The Hurt Locker (2008, USA, Kathryn Bigelow): 9.5/10

Kathryn Bigelow’s The Hurt Locker isn’t a war movie even though it is set in a war zone. It is a film about problem solving, with the problems being either diffusing bombs or taking out enemy snipers. In fact, the best moments of the film are when the soldiers are shown in the middle of their problem solving exercises which require zen like concentration. The soldiers don’t have any time for pondering about the meaning of life or questioning the war’s motives or even to pause and stare at death head on; the dangerous situations require them to tune everything else out and only focus on the ticking bomb or enemy in the line of sight.

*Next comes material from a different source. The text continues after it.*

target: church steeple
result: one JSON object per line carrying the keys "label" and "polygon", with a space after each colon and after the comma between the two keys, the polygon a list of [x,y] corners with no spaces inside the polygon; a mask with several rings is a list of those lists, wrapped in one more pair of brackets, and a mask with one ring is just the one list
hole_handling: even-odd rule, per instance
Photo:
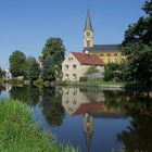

One of the film's best sequences takes place during a long and patiently shot sniper scene in the desert. The sequence shows how even a soldier’s breathing or heart beat could make him miss a long range target. Plus, the camera angles brilliantly show the scene from the sniper’s perspective and at no point does the camera switch over to a close up of the target. This technique allows one to get a sense of the difficulty in adjusting for the depth and range of the target and the concentration required. Normally, other films handle similar sniper scenes by first showing the good guys aiming for the enemy and then immediately having the next shot show a close up of the enemy being shot. As a result, one never gets a sense of the target’s range.

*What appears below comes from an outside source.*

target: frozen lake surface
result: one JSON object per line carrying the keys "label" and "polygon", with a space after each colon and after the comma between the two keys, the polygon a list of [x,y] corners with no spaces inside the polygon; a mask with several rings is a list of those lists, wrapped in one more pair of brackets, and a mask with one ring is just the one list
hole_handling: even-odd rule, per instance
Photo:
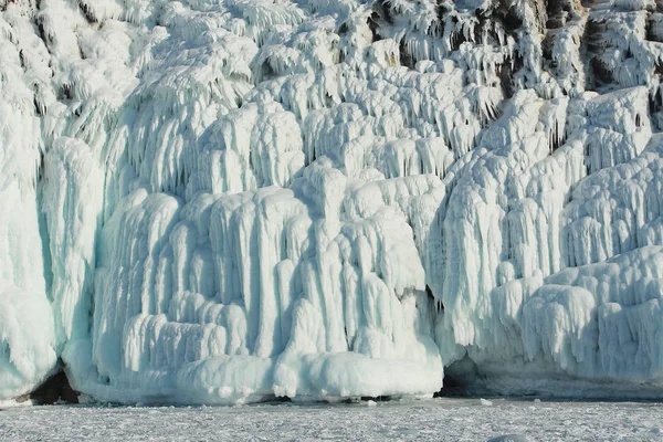
{"label": "frozen lake surface", "polygon": [[663,440],[663,403],[434,399],[234,408],[50,406],[0,412],[2,441]]}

The Hurt Locker does incorporate other aspects of the soldier’s lives complete with macho games and punk rock music, things one has come to expect from films set in war zones. Thankfully the film does not waste too much time on the soldier’s drinking and whoring aspects which are supposed to take the edge off from the death defying tasks at hand. Not every thread is tied up in The Hurt Locker and that allows one to get a sense of the confusion and hazy information that the soldiers have to deal with, especially when the soldiers can’t speak the local language. There are some clues which allow the audience to identify some of the men who are observing and planning further bombings but overall, the film is not concerned with a typical Hollywood style happy ending where the enemy is rounded up at the end.

Easily one of the best films of the year and if this film is not nominated for a best feature in the 10 available slots at next year’s Academy awards, then there is something seriously wrong. I really doubt there are 10 better American movies than The Hurt Locker which are yet to be released in the next 4-5 months.